The Laborers Are Few

     While Jesus was with his disciples, he had instructed them as to how to go forth to gather sheaves for the heavenly garner. They had listened to his discourses; they had heard his daily teaching; they had walked and talked with the Lamb of God who taketh away the sins of the world, and from his daily instruction, they had learned of the Master how to work for the elevation of humanity. Jesus had looked upon the fields, and had said to his disciples. "The harvest truly is plenteous, but the laborers are few; pray ye therefore the Lord of the harvest, that he will send forth laborers into his harvest." "And when he had called his twelve disciples, he gave them power against unclean spirits, to cast them out, and to heal all manner of sickness and all manner of disease. . . . These twelve Jesus sent forth, and commanded them, saying, Go not into the way of the Gentiles, and into any city of the Samaritans enter ye not." They were to go where Christ himself had been, where he had made friends in the cities of Judea. In fulfilling his command, for the first time they were alone in the work, and without the Master. How many times did they long to have a few words with Jesus. How much they wanted to have his counsel and sympathy in the different cases that were brought to their attention. He had given them power to glorify God, to heal the sick, to cast out devils, to preach the glad tidings of salvation to the poor.
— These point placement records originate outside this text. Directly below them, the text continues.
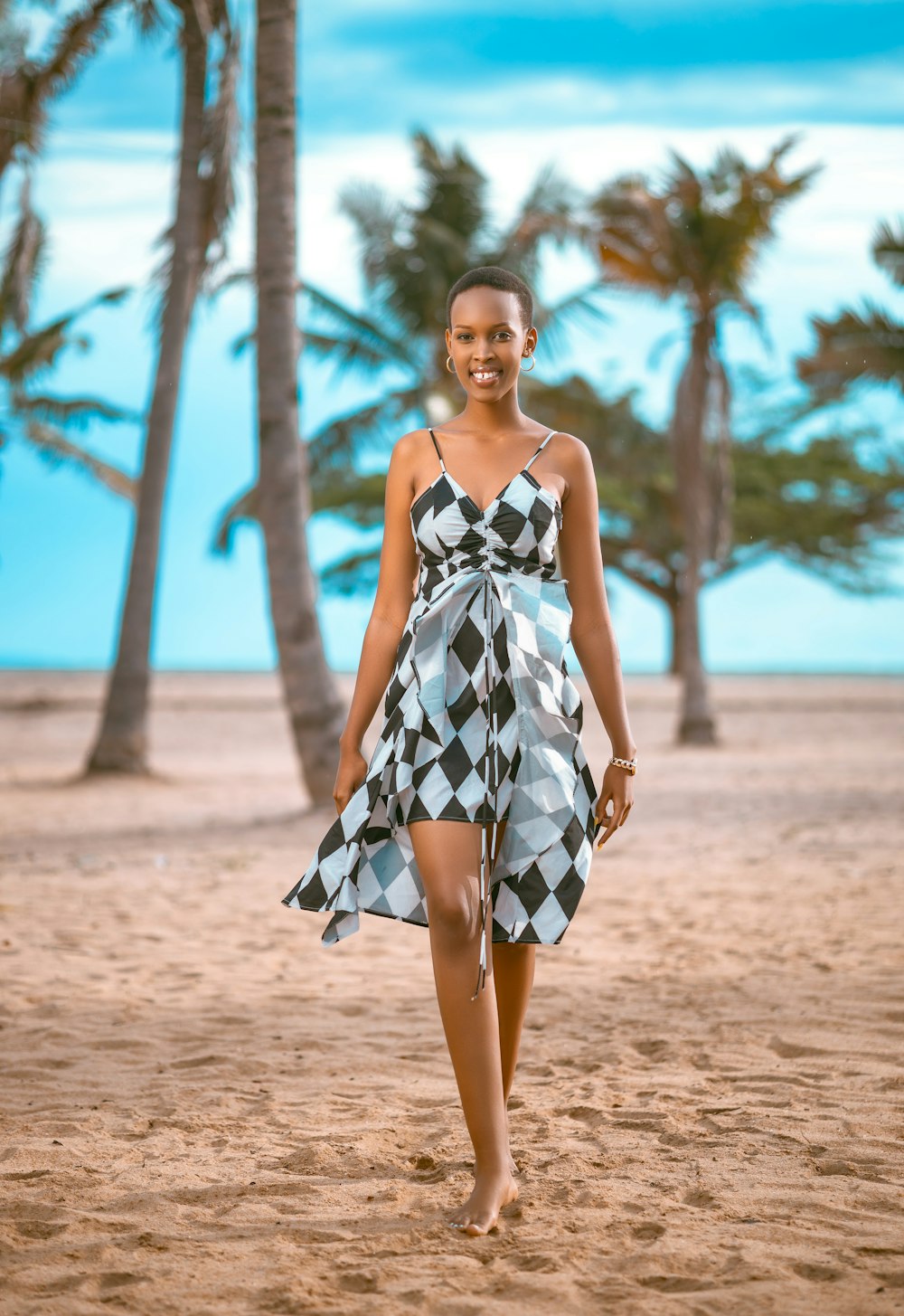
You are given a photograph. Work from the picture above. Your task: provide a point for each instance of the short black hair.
(494, 277)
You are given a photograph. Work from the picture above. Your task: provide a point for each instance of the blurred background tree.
(866, 344)
(195, 243)
(695, 236)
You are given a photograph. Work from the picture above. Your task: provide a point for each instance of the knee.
(452, 916)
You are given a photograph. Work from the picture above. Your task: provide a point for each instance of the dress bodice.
(516, 532)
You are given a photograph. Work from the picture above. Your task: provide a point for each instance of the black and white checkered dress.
(482, 723)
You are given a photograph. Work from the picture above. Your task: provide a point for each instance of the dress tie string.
(487, 852)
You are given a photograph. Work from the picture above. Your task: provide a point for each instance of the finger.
(608, 832)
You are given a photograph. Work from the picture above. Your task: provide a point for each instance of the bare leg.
(513, 978)
(447, 857)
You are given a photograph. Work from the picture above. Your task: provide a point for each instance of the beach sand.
(207, 1111)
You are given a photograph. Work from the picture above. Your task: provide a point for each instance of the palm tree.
(866, 344)
(29, 353)
(695, 237)
(204, 199)
(26, 87)
(312, 700)
(410, 254)
(823, 507)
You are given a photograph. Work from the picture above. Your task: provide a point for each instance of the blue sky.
(599, 89)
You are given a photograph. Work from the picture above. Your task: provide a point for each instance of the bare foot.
(481, 1212)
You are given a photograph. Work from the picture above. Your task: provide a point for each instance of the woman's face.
(487, 340)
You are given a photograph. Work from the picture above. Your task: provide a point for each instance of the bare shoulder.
(574, 459)
(408, 456)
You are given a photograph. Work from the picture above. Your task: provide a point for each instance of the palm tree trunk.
(315, 708)
(696, 725)
(121, 743)
(673, 606)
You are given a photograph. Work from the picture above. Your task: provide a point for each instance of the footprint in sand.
(791, 1050)
(675, 1283)
(653, 1049)
(814, 1270)
(649, 1232)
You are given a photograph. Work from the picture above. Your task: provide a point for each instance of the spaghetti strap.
(541, 446)
(437, 448)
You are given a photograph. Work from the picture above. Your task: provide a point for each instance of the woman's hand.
(618, 787)
(352, 772)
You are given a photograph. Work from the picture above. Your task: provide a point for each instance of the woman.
(478, 804)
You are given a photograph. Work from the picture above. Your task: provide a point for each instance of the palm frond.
(381, 344)
(71, 412)
(219, 156)
(23, 262)
(55, 449)
(889, 251)
(578, 308)
(855, 345)
(241, 511)
(38, 349)
(377, 217)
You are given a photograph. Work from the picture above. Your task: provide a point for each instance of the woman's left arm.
(592, 633)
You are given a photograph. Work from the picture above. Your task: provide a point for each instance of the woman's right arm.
(396, 587)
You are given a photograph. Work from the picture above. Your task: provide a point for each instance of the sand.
(205, 1111)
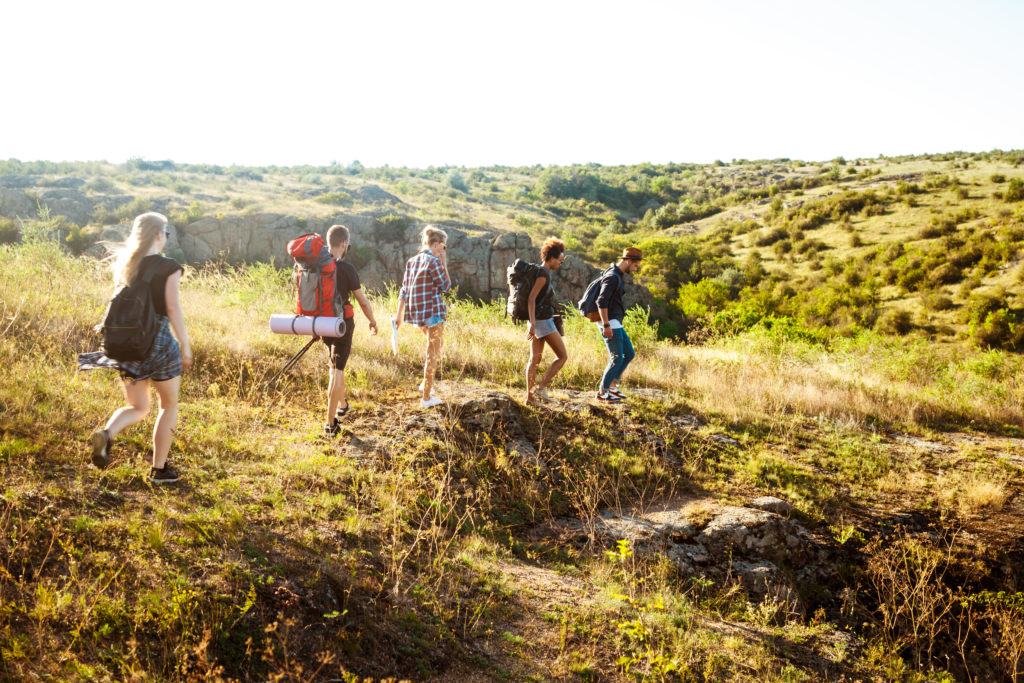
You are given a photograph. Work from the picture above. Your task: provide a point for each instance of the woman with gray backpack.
(137, 342)
(545, 323)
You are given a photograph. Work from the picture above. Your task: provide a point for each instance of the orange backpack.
(314, 276)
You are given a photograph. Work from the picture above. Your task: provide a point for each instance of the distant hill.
(928, 245)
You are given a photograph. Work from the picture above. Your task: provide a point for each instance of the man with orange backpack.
(346, 284)
(324, 281)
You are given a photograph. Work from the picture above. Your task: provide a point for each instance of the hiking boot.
(163, 475)
(100, 442)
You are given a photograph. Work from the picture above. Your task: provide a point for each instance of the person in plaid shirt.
(421, 302)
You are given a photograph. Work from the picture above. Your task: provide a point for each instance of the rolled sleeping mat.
(321, 326)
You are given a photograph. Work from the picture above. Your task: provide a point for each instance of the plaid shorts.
(163, 363)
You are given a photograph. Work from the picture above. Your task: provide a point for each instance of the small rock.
(922, 444)
(687, 422)
(724, 439)
(772, 504)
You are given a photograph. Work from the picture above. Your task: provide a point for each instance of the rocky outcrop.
(477, 259)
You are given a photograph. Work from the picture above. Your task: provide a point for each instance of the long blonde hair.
(144, 230)
(431, 236)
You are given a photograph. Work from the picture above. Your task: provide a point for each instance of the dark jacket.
(610, 295)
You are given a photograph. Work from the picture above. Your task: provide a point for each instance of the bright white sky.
(518, 83)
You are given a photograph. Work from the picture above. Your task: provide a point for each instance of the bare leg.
(167, 420)
(557, 345)
(335, 393)
(435, 340)
(137, 399)
(536, 352)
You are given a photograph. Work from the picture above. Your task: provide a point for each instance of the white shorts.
(544, 328)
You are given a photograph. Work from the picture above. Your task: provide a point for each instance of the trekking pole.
(291, 361)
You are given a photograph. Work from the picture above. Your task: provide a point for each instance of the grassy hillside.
(924, 246)
(472, 543)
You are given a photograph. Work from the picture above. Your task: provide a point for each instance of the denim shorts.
(431, 322)
(544, 327)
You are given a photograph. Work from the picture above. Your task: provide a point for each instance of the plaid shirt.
(425, 282)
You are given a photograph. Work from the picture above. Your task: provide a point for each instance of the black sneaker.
(100, 442)
(163, 475)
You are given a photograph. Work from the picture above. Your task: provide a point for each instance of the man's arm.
(367, 309)
(609, 285)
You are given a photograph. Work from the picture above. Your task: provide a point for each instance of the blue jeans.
(620, 353)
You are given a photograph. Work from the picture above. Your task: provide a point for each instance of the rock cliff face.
(477, 259)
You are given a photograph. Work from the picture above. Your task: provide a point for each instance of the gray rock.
(686, 422)
(18, 181)
(923, 444)
(772, 504)
(756, 532)
(69, 182)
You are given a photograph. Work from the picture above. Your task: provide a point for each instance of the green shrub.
(896, 322)
(947, 273)
(392, 227)
(338, 198)
(77, 240)
(8, 231)
(936, 300)
(455, 180)
(1014, 190)
(998, 329)
(701, 298)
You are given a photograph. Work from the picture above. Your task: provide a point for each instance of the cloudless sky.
(518, 83)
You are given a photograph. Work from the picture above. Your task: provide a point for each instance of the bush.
(698, 299)
(8, 231)
(455, 180)
(947, 273)
(896, 322)
(339, 198)
(936, 300)
(1014, 190)
(999, 329)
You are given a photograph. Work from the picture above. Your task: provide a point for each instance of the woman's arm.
(172, 300)
(367, 309)
(531, 301)
(401, 310)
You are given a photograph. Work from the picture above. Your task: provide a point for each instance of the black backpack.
(588, 303)
(521, 276)
(129, 326)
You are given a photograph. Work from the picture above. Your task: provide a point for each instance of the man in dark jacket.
(609, 305)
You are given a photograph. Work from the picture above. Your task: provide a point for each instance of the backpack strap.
(145, 275)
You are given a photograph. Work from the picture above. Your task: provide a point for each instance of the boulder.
(771, 504)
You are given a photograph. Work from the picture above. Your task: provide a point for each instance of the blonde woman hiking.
(544, 325)
(138, 260)
(421, 302)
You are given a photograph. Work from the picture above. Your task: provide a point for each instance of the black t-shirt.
(346, 280)
(165, 267)
(544, 307)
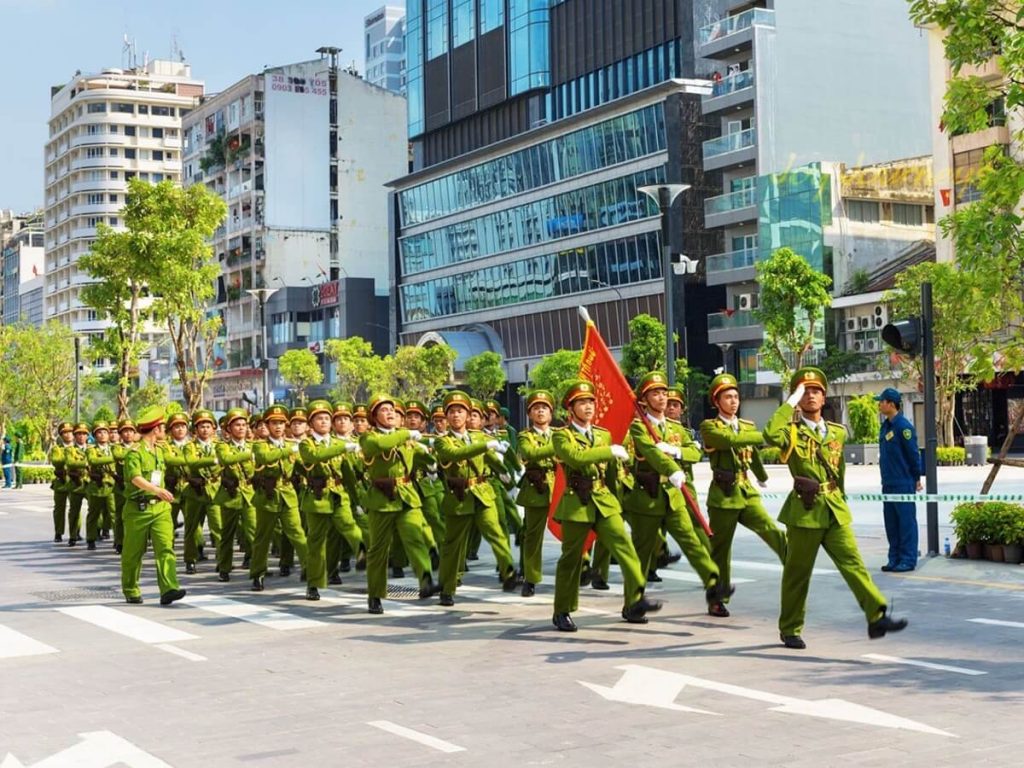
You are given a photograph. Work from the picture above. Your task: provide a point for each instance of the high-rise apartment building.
(384, 33)
(104, 130)
(301, 155)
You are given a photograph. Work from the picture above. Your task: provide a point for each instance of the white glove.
(669, 450)
(797, 395)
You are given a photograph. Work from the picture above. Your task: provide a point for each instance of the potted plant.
(863, 445)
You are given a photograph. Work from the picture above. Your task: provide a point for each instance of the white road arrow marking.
(652, 687)
(96, 750)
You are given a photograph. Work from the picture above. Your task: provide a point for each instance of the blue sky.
(45, 41)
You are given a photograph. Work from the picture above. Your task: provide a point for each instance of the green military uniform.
(99, 494)
(325, 502)
(200, 493)
(59, 486)
(590, 504)
(147, 518)
(276, 502)
(537, 453)
(732, 499)
(393, 506)
(235, 497)
(816, 515)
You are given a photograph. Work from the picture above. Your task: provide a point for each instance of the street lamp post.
(261, 295)
(665, 196)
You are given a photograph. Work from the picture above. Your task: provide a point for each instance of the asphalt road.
(233, 678)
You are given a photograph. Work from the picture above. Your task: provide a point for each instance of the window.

But they were to go to "the lost sheep of the house of Israel." The time had not yet come to go to the Gentiles and to the Samaritans, and if they had first preached the gospel to these, they would have lost their influence among the Jews who were first to hear the message of God.    

     Among the children of Israel there were many who were hungering and thirsting for light and knowledge, and Jesus sent forth his disciples two and two, that they might bring the tiding of his love to these longing hearts. Why is it that we have departed from the method of labor which was instituted by the great Teacher? Why is it that the laborers in his cause today are not sent forth two and two?